In our book, On Purpose – delivering a branded customer experience people love’ Andy Milligan and I argue that there are three types of purpose:

  1. Brand – creating value for customers and employees.
  2. Commercial – creating value for stakeholders and executives.
  3. Social – creating value for broader society.

The best brands balance these and see them as connected. But they believe that the place to start is with brand purpose (i.e., satisfying the needs of your customers) because, according to the annual BrandZ most valuable brands survey, if you do that it inevitably leads to commercial success and shareholder returns. And if you do that in a way which is socially responsible, then you can sustain success long-term.

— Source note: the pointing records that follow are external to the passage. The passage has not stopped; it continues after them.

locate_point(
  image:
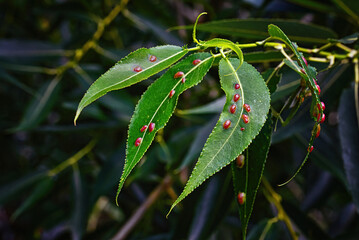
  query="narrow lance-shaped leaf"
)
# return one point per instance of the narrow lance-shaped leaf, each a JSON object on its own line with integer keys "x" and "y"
{"x": 226, "y": 142}
{"x": 247, "y": 177}
{"x": 132, "y": 69}
{"x": 277, "y": 33}
{"x": 309, "y": 75}
{"x": 157, "y": 105}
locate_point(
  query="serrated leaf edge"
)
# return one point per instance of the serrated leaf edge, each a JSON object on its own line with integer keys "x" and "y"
{"x": 123, "y": 177}
{"x": 85, "y": 103}
{"x": 179, "y": 199}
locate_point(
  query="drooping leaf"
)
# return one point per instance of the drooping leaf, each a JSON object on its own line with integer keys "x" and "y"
{"x": 257, "y": 29}
{"x": 248, "y": 178}
{"x": 309, "y": 75}
{"x": 224, "y": 145}
{"x": 198, "y": 142}
{"x": 156, "y": 106}
{"x": 132, "y": 69}
{"x": 272, "y": 78}
{"x": 349, "y": 140}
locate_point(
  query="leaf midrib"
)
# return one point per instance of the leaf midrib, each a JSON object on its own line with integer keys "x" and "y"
{"x": 237, "y": 123}
{"x": 132, "y": 76}
{"x": 185, "y": 75}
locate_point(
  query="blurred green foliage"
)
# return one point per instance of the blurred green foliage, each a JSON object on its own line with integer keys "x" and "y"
{"x": 59, "y": 181}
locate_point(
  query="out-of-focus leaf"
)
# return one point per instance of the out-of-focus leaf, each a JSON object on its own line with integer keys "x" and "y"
{"x": 8, "y": 191}
{"x": 160, "y": 32}
{"x": 348, "y": 39}
{"x": 17, "y": 83}
{"x": 257, "y": 29}
{"x": 284, "y": 90}
{"x": 315, "y": 5}
{"x": 350, "y": 7}
{"x": 349, "y": 140}
{"x": 79, "y": 213}
{"x": 248, "y": 178}
{"x": 41, "y": 189}
{"x": 107, "y": 178}
{"x": 40, "y": 106}
{"x": 307, "y": 226}
{"x": 132, "y": 69}
{"x": 268, "y": 229}
{"x": 157, "y": 105}
{"x": 214, "y": 203}
{"x": 224, "y": 145}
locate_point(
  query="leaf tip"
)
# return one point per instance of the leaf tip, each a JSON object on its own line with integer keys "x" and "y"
{"x": 77, "y": 116}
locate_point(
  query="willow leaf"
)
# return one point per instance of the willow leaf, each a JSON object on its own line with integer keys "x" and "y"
{"x": 132, "y": 69}
{"x": 156, "y": 106}
{"x": 248, "y": 178}
{"x": 277, "y": 33}
{"x": 309, "y": 75}
{"x": 224, "y": 145}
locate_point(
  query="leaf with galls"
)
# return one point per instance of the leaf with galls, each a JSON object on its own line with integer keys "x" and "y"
{"x": 137, "y": 66}
{"x": 227, "y": 141}
{"x": 157, "y": 104}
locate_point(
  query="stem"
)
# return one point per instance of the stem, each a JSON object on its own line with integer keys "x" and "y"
{"x": 276, "y": 199}
{"x": 356, "y": 87}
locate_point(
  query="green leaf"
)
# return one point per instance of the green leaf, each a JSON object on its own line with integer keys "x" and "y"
{"x": 272, "y": 78}
{"x": 309, "y": 75}
{"x": 198, "y": 142}
{"x": 248, "y": 178}
{"x": 224, "y": 43}
{"x": 224, "y": 145}
{"x": 123, "y": 75}
{"x": 157, "y": 107}
{"x": 257, "y": 29}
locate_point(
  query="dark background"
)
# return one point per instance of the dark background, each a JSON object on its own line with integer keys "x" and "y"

Let’s take Amazon as an example. Since its inception, Amazon has focused relentlessly on its brand purpose “To be the earth’s most customer-centric company”, creating tremendous value for customers rather than the return for shareholders. Today, along with Apple, Amazon is the world’s most valuable company and Jeff Bezos is one of the wealthiest people on the planet.  The company has pledged $10bn to addressing climate change and has a target of using 100% renewable energy by 2025.  Already they have one of the largest solar panel installations in Europe at their fulfilment centre in Tilbury with 11,500 solar panels, enough to power 700 homes for a year. Amazon has, however, been justifiably criticised for the quality of its employee experience as well as its readiness to pay taxes in the markets in which it operates. If it addresses these two issues and, in so doing, balances our three purposes, it will likely be successful for some time to come. 

But it starts with brand purpose. Let me finish with a personal example. I have always loved Hellmann’s mayonnaise. I would look out for that squat jar with the blue label on the supermarket shelves, except now I don’t. This brand that has been producing superior sauces since 1913 is now part of Unilever and is required, along with all their other brands, to have a ‘purpose’. Hellmann’s is to ‘inspire and enable 100 million consumers every year to be more resourceful with their food and waste less’. Unfortunately, they achieved the opposite. They have switched to a recycled plastic squeezy bottle. The problem is, the lovely thick sauce, which is their USP, is too glutinous to be easily squeezed out and too thick to allow air back in, so you end up with a vacuum in the container and cannot get the last quarter out whatever you do and end up throwing it away. The old jar allowed easily measured portions from a spoon right to the bottom. So, Hellmann’s save me from your marketing B.S. and put my needs first. 

When we work with our clients to help them define brand purpose, we start with a deep understanding of what customers expect and value. That should be the basis for your purpose.